Two quick notes regarding the title of this post:
1) It took me way to long to come up with it…and I still think it stinks.
2) The word “influencers” makes my skin crawl.
Can we proceed now? Great.
Today we are talking about the danger of some gluten-free influencers out there (I’ll focus on just one post for today), how they promote unsafe food, and how the celiac community can sometimes do more harm than good.
Ok…first of all, what exactly is an influencer? Here’s the best definition I found: An influencer is an individual who has the power to affect purchase decisions of others because of his/her authority, knowledge, position or relationship with his/her audience.
And here is my definition of influencer: “An influencer is an individual who can’t survive without the brands paying them, so they put money first and their audience second. Many influencers will sell their soul to make a buck.”
I hear what you some of you are saying right now (cause I’ve heard it on Twitter when I rail against some influencers. Also because I have very large ears): “But Dude, you influence people. So aren’t you an influencer?”
I am not. Not once have I promoted a brand for money. I get offers. A lot. I’ve never said yes.
And note that there are some gf influencers out there who ONLY promote celiac-safe food. While they still are all about the brands, they don’t do so at the expense of the celiac community. So if you are one of those and you are reading this, this is not about you. Good? Good.
So let’s tell this story in 3 parts. We’ll call part one “The Post”, part two “The Truth” and part three “The Reality”.
There is a woman on Instagram with 174,000 followers (some/most fake I assume). I won’t give her name here, but if you offer her bread, she will say no. Yes that’s a hint. This woman has celiac disease and decided to make a career out of it. Last month, she did a paid post for Panera Bread. Yes…this Panera Bread. Panera is not remotely safe for those with celiac disease. Panera even says so themselves….calling their products “gluten conscious”. The worst part of her post? She used the #celiacdisease hashtag.
I left a comment on her post but got no reply. But I’ve been paying some attention to her ever since, seeing if she does more potential harm to the celiac community. Well…the other day, she posted about a pizza joint in Chicago called Lou Malnati’s. And yep…hashtagged it with #celiacdisease again. So I did some digging.
Lou Malnati’s is not celiac safe. This is not a knock against the restaurant. They never say they are safe. They have some procedures in place, but about 75% of their menu items contain wheat, including of course the flour. And this is not a knock against anyone with celiac disease who eats there. They actually do have procedures in place to help minimize the risk of CC.
But “eating there” and calling it “celiac safe” are completely different things. The former is personal. The latter is irresponsible and potentially dangerous.
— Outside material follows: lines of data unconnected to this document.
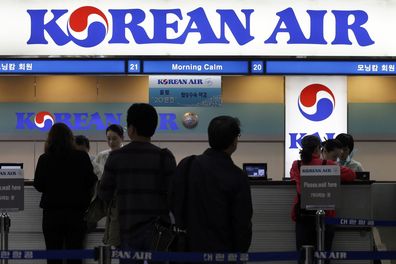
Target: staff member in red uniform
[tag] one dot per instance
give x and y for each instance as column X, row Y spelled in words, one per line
column 305, row 224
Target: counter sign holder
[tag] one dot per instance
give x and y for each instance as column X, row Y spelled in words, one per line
column 320, row 186
column 11, row 198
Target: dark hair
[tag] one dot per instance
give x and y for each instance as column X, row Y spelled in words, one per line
column 222, row 131
column 346, row 140
column 116, row 129
column 82, row 140
column 331, row 144
column 309, row 144
column 60, row 139
column 143, row 117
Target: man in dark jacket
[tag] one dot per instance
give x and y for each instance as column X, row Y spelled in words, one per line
column 139, row 175
column 212, row 201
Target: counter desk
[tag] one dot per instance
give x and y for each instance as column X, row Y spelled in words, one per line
column 273, row 229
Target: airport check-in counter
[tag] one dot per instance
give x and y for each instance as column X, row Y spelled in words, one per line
column 273, row 229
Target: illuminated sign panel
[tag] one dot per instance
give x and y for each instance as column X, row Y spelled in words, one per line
column 331, row 67
column 207, row 27
column 61, row 66
column 314, row 105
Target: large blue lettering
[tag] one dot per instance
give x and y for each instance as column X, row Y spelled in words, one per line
column 38, row 27
column 199, row 23
column 161, row 25
column 288, row 23
column 167, row 122
column 291, row 26
column 96, row 121
column 119, row 26
column 241, row 33
column 342, row 27
column 24, row 120
column 81, row 121
column 113, row 118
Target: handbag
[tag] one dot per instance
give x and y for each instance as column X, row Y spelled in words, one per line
column 163, row 236
column 111, row 234
column 96, row 210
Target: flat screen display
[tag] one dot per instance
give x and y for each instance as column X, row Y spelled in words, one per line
column 256, row 171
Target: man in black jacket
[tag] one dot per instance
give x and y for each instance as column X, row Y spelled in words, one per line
column 139, row 175
column 211, row 198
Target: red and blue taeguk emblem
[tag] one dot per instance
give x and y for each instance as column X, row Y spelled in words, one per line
column 44, row 119
column 316, row 102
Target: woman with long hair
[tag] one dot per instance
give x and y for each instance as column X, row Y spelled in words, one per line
column 305, row 222
column 65, row 178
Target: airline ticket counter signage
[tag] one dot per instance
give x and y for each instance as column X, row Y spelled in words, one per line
column 320, row 186
column 11, row 190
column 314, row 105
column 198, row 28
column 185, row 90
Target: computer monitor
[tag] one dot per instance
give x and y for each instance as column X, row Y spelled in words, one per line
column 363, row 175
column 5, row 166
column 256, row 171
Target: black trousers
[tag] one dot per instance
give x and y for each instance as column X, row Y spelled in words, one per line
column 306, row 234
column 64, row 229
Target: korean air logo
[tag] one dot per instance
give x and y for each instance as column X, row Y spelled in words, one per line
column 94, row 32
column 44, row 120
column 87, row 27
column 316, row 102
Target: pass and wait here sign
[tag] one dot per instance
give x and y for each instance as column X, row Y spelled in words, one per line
column 320, row 186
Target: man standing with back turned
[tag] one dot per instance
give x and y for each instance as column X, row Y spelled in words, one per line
column 217, row 214
column 139, row 175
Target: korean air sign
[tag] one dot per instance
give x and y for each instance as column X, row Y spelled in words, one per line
column 251, row 27
column 314, row 105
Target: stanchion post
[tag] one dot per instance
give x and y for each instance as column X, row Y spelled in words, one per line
column 320, row 232
column 104, row 255
column 308, row 252
column 5, row 223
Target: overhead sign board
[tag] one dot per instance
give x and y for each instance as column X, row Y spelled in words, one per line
column 61, row 66
column 196, row 67
column 332, row 67
column 202, row 28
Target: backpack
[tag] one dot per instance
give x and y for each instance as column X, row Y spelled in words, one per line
column 302, row 212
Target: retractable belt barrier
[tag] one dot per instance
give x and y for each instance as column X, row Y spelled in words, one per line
column 194, row 257
column 211, row 257
column 358, row 222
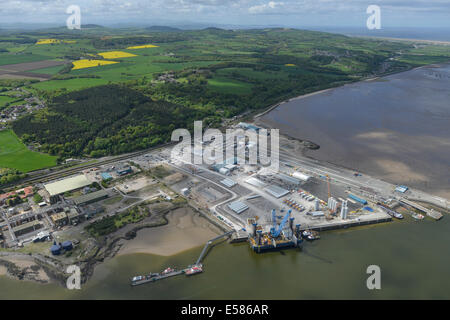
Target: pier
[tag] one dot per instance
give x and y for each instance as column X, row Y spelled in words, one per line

And too many times, these influencers are guilty of this. They’re sellouts…plain and simple. You promote Omission Beer for $$? You’re a sellout? You promote Panera for $$? Sellout. You get the point.
I jumped on Find Me Gluten Free to see what people had to say about Lou Malnati’s. It was the perfect microcosm of the celiac community. A lot of people saying it was not safe. And a lot of people saying “even though it may not be safe, I didn’t get sick so I give it 5 stars.” These same people list themselves as celiac and label the restaurant “celiac friendly”.
For the 37th time, not getting sick does not equate to being celiac safe. STOP DOING THIS. Again, I’m not saying don’t eat there. We actually include them on the GD App. But we never call any restaurant that is not 100% gluten-free “celiac safe” or even worse “celiac friendly”.
So…if you are a “gluten-free influencer”, please think twice about the brands you promote. Promote with a conscious…if there is such a thing. And if you are a fellow celiac, be careful who you follow. Not everyone out there has your best interest in mind.
Greed pays. Authenticity doesn’t. And that’s the world we live in.